Overview
1. The European Commission’s Strategy for Plastics
In January 2018, the European Commission adopted the so-called European Strategy for Plastics in a Circular Economy (or ‘Plastics Strategy’) to address the entire lifecycle of plastic products: from design and manufacture, to use and recycling.
The overall objective of the strategy is advancing the transition towards a circular economy, improving competitiveness of the European plastics industry and contributing to reaching the EU’s international commitments for the environment.

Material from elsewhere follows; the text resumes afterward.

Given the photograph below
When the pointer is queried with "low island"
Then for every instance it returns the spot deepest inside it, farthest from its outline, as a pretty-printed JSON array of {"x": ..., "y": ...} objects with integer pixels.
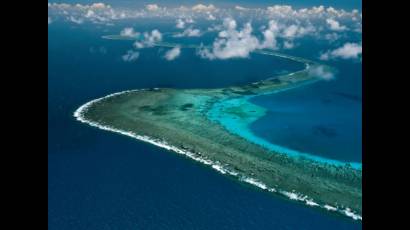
[{"x": 188, "y": 122}]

The strategy envisions a set of EU measures pursuing four main purposes:
- Improving the economics and quality of plastics recycling;
- Curbing plastic waste and littering;
- Driving investment and innovation towards circular solutions;
- Harnessing global action.
What Is Going to Change?
The strategy intends to impact the existing EU legislation horizontally. The regulatory frameworks to be amended or revised include packaging and packaging waste, eco-design, construction products, end-of-life vehicles, food contact materials, quality standards, Ecolabel and ‘green procurement.’

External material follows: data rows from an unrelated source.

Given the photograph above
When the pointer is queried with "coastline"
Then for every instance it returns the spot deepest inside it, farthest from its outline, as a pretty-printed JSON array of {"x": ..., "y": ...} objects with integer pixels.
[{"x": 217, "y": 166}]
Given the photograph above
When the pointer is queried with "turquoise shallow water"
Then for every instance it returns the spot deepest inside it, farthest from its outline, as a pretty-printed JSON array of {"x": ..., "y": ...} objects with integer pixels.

Plastic waste will be tackled through monitoring and mapping initiatives. Possible regulation will address single-use plastics, ships waste, plastic loss from aquaculture, marine litter, or oxo-degradable plastics and microplastics (both when intentionally added and when unintentionally released).
Who Is Going to Act?
The strategy sets out a series of measures to be considered both at the EU and the national level.
Industry is encouraged to pursue voluntary commitments and seize the opportunity for research and investment, in particular in the areas of recycling, waste management and development of alternatives to single-use plastics.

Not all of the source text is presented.